Initial Inspection Observation 2
What we understand:
The purpose of these reserve samples is to ensure that the results upon which FDA bases approval of New Drug Applications (NDA) and Abbreviated New Drug Applications (ANDAs) are reliable.
For an ANDA, reserve samples of both the test article (the test article means the drug product for which the applicant is seeking approval) and the reference standard should be retained at the study site for a period of 5 years.
The Quality Control unit at Lupin did not provide any evidence of visually examination performed as evidence of deterioration in the reserve samples. This also meant lack of adherence to the SOP which clearly states this as a general procedure.
Initial Inspection Observation 3
What we understand:
This is in relation to an oral (liquid/solution) product manufactured by the company which had some unexplained discrepancies.
The inspection revealed that over 40 complaints were received regarding the discrepancy in the product but the Quality Control Unit did not investigate whether the issue was due to mishandling of the product during shipping or the result of packaging quality issues. The issue was (though not revealed) relates to some leakages from the bottle.
Not only did the firm fail to recall the products already distributed, there was lack of action over identifying the root cause or performing investigational testing (imitate a scenario to demonstrate that it was the patients fault or the company’s fault).
Though some investigations were carried as part of the OOS, the QCU initiated various extensions over the investigations with a closure date of greater than 6 months or more.
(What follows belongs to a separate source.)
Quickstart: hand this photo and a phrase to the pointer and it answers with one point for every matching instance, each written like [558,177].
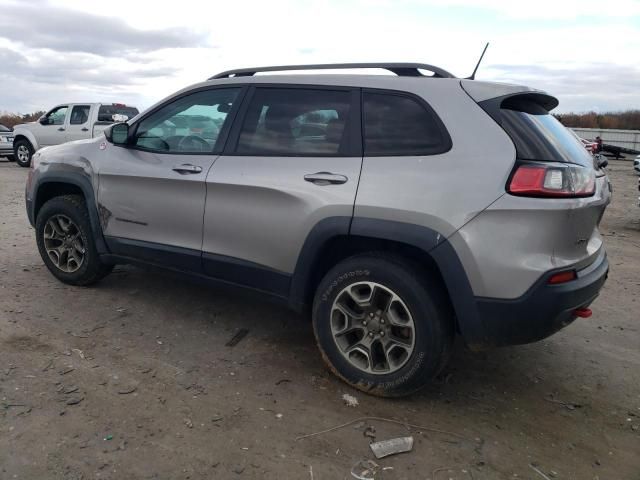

Initial Inspection Observation 4
What we understand:
When a particular data changes hands/ sources, a test for its completeness and accuracy is required to be performed. Ex: If a report is downloaded/ uploaded to a different source, this uploaded report should be cross verified to ensure that the complete report has been uploaded and that all data that has been uploaded is accurate and matches the source report. The inspection revealed that there are no such checks performed.
In addition to the data, the SACDA (Supervisory Control and Data Acquisition) software/hardware is not checked frequently for the accuracy of its output.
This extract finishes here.